4. Crear una estructura vital

Para conseguir estabilidad emocional es necesario disponer también de una estructura vital. ¿A qué nos referimos? Es fácil de entender. Si tu día a día está marcado por una falta de rutinas, ausencia de hábitos y si careces de propósitos, tu mente no sabrá a qué aferrarse. Ese caos externo impacta en el universo interno y en tus emociones. Te explicamos cómo trabajar esta área:

  • Crea un horario para todas tus tareas.
  • Clarifica tus metas a corto y largo plazo.
  • Dedica una franja de tiempo a tus aficiones.
  • Incluye varias horas para la conexión social.
  • Añade al horario rutinas diarias de ejercicio físico.
  • Regula tus hábitos de descanso y de alimentación.
  • Reflexiona en cuáles son tus significados y propósitos vitales.

5. Potenciar tu autoconocimiento y autoeficacia

Cuando sabes quién eres y lo que quieres en cada etapa de tu vida, tu control emocional mejora.

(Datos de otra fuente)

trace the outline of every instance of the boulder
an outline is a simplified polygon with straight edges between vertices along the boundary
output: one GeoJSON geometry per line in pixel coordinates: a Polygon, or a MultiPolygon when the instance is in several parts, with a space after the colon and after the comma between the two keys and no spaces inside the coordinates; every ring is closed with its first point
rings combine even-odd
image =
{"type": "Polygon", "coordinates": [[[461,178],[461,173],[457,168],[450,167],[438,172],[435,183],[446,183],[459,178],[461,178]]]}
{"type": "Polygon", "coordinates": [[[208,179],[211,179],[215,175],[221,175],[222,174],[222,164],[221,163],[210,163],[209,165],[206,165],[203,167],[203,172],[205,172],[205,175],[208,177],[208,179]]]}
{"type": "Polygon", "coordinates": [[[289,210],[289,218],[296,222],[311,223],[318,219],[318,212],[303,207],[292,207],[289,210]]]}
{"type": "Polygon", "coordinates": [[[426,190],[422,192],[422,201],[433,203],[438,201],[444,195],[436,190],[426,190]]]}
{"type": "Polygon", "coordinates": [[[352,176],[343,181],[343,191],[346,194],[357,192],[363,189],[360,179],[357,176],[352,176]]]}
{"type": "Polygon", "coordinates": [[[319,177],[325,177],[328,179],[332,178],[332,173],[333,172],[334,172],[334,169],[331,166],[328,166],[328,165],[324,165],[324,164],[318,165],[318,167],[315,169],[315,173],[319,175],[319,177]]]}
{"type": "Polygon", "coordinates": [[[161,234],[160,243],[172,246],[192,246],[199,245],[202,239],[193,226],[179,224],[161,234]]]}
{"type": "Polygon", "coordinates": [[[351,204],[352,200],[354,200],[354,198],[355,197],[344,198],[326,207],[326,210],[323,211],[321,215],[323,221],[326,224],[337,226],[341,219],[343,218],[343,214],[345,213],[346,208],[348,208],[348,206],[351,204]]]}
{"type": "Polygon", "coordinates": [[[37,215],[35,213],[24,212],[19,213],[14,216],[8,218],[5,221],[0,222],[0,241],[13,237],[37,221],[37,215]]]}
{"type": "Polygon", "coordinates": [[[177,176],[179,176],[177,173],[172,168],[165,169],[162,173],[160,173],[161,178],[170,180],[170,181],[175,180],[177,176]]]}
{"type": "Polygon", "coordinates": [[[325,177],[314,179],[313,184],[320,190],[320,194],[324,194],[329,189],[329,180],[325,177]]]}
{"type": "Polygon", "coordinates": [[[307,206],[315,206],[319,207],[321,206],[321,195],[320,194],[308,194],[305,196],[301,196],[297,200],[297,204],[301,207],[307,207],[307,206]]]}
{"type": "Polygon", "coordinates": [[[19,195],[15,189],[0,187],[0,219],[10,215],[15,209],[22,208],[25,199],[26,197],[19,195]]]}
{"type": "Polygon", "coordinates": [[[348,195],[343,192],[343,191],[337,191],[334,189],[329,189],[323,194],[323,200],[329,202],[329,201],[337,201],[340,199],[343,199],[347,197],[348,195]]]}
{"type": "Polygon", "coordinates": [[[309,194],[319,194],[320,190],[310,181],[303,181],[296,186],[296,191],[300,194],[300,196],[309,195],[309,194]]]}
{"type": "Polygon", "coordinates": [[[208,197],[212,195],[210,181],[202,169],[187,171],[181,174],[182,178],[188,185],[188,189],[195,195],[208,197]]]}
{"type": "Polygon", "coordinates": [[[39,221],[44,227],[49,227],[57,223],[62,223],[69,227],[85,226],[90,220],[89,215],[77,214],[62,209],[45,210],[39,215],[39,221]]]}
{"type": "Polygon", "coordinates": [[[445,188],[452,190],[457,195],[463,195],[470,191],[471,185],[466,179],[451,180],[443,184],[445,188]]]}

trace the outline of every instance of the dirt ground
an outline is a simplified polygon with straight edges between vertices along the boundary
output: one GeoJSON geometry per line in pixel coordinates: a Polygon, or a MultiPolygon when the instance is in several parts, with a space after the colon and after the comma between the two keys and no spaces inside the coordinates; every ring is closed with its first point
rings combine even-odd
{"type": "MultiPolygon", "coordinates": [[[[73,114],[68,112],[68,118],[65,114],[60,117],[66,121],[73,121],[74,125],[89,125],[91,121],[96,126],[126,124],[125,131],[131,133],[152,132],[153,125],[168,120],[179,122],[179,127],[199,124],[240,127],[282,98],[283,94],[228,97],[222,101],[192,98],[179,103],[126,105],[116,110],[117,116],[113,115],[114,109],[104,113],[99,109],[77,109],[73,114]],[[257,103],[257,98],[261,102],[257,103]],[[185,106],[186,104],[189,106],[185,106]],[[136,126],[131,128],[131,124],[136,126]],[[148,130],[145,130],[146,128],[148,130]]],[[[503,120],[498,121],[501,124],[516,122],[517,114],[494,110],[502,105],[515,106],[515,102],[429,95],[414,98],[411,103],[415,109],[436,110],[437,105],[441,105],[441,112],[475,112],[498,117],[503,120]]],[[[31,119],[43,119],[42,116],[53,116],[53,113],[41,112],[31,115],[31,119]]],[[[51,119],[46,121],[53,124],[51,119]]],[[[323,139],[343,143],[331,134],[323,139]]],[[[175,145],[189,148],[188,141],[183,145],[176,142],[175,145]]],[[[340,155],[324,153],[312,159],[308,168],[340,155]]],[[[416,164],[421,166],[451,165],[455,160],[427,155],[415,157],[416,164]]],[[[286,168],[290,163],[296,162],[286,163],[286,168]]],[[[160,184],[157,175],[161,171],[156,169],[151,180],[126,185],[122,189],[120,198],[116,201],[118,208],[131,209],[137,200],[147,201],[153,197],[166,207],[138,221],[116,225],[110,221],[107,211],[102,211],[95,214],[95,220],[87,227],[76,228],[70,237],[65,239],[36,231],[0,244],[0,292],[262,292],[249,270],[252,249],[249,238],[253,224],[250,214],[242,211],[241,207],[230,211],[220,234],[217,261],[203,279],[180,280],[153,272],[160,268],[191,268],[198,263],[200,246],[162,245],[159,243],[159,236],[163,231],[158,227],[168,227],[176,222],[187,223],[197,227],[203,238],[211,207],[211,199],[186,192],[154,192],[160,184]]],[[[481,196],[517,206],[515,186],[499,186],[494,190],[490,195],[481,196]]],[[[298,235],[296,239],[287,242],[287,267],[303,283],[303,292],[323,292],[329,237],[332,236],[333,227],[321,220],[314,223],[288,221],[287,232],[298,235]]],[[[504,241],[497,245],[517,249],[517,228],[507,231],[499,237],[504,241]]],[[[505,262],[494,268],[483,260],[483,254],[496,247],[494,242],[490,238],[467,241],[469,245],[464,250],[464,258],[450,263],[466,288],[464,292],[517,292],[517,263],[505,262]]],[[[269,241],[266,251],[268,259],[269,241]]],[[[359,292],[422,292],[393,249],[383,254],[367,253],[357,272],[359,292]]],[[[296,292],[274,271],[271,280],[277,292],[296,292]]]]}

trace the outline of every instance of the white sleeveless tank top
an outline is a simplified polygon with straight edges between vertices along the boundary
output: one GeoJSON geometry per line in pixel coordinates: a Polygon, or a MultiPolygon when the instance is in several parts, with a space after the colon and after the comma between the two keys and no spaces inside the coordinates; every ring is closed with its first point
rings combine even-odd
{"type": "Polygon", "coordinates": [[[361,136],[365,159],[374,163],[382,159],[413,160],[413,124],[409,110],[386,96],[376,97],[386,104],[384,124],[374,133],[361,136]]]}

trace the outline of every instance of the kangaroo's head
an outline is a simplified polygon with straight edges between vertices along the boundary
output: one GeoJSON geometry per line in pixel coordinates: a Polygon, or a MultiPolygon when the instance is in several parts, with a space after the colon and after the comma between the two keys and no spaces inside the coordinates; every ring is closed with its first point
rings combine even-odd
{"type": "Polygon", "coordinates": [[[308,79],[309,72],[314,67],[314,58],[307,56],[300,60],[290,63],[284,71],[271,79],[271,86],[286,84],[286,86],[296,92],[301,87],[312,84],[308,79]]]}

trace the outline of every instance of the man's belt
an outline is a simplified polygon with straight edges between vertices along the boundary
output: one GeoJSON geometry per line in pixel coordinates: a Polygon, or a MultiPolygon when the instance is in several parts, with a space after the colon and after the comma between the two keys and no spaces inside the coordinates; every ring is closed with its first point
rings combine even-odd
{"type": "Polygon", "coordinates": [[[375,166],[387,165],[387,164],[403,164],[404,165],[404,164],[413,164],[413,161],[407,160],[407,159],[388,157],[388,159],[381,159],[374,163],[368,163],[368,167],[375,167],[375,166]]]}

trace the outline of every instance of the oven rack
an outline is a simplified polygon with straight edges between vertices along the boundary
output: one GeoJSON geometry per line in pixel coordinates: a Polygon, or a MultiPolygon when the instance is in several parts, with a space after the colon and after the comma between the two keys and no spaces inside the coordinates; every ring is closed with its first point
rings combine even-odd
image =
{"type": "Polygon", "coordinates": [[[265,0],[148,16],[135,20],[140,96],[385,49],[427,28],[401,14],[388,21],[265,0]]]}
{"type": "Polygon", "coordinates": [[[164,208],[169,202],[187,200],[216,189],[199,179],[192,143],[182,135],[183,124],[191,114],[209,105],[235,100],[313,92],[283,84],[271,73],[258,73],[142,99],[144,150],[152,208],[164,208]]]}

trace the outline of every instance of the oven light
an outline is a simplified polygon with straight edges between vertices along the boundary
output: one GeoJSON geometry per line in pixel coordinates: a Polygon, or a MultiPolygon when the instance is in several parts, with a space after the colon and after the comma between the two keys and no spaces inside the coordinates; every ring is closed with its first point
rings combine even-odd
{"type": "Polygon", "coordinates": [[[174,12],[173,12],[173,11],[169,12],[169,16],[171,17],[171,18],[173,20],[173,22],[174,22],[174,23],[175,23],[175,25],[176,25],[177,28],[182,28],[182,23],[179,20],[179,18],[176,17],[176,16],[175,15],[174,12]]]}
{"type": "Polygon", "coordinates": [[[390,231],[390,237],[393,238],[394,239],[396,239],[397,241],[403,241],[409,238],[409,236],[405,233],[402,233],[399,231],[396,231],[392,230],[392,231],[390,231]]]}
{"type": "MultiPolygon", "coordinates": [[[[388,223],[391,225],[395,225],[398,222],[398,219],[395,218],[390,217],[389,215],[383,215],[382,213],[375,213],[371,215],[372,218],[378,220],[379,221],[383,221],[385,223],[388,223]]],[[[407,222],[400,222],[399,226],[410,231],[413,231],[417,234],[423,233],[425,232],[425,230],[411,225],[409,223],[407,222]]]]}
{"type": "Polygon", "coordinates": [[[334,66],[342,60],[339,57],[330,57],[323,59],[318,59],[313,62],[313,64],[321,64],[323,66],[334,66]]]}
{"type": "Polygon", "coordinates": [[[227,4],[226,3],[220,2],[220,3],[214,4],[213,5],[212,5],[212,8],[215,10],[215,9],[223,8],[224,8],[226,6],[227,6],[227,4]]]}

Lo hace porque sientes más seguridad, trabajas en tus sueños y das la espalda a lo que no te conviene o te trae sufrimiento. De ese modo, no dejas espacio a la inseguridad, al abismo de los miedos o a ese estrés de quien no sabe qué camino tomar.

Además del autoconocimiento, procura también potenciar al máximo tu autoeficacia. En el European Journal of Personality explican cómo esa percepción positiva de tus habilidades facilita alcanzar una adecuada estabilidad emocional. Por tanto, reflexiona en qué necesitas en cada momento y trabaja, además, la confianza en ti y en tus habilidades.

6. Aceptar las adversidades

Hay quien se resiste a los giros del destino, a la fatalidad, a los problemas pequeños, a los grandes desafíos… Nadie podrá conseguir estabilidad emocional si se empeña en que siempre la vida debe ser fácil y plácida. Ante cualquier evento difícil, se vendrá abajo y quedará atrapado en una sucesión de crisis personales por no asumir esos espacios grises de la propia existencia.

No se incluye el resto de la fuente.